With winter coming, you may be dreading the inevitable snow shoveling that comes along with the chilly season. A heated driveway could be the answer to your problems, however, it’s not without its drawbacks. Learn about what a heated driveway is and what the pros and cons are below.
What is a heated driveway?
Heated driveways come in two options—hydronic and electric coil systems. Hydronic systems use a boiler to pump anti-freeze through a PVC tubing that is installed under the surface of your concrete. These tubes are arranged in a spiral or wave configuration to promote even heat distribution throughout the driveway. The electric coil system uses metal heating cables that are installed under your pavement. These coils are usually controlled by a control unit mounted on your garage wall.
1. No more shoveling!
The biggest sell for a heated driveway is definitely the convenience they provide. Say goodbye to early morning snow shoveling just to get your car out of the garage! With a heated driveway, you get the convenience of snow and ice being melted quickly with minimal effort. You can program your heated driveway so that it operates automatically when the temperature changes. Shoveling in snowy weather can potentially be dangerous, as you labor in freezing and slippery conditions. Put down the shovel for good and flip the switch on your heated driveway this winter. Wake up to fresh snow, and a cleaned off ice-free driveway.
2. Less salt damages.
Ice buildup usually requires that you pour rock salt on your driveway and walkways. Salt, calcium chloride, and deicer can get rid of ice and snow, but they can also be harmful to the environment and to your concrete. Salt can get trapped in concrete and cause deuteriation—to your pavement and even to the undercarriage of your car.
1. That price adds up.
Heated driveways can be very costly. First, the installation is not an inexpensive process. Once it has been properly installed, the operating costs add a pretty penny to your winter utility bills. Operating a heated driveway takes a decent amount of energy. Usage is the biggest expense. Repairs can also be costly, as reaching your heated coils under your driveway is not an easy task.

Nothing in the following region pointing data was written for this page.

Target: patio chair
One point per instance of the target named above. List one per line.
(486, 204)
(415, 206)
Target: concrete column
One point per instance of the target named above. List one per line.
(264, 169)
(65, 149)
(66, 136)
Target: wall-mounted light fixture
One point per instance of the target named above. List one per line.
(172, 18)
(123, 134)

2. Installation and repairs are a pain.
If you can install your heated driveway when you are first laying down a new driveway, it isn’t much of a problem. However, if you want to install a heating element into an already existing driveway, you will have to tare up the concrete in your driveway and repave it. Repairs can also mean digging up and repaving, depending on the repair needed. It’s no easy (or cheap) task. Installation and repairs are best done when you are already redoing your driveway anyway.
3. It can damage your concrete.
With heating tubs under your driveway, concrete can be stressed. When temperatures outside and temperatures below the surface differ drastically, your driveway can be damaged or even cracked.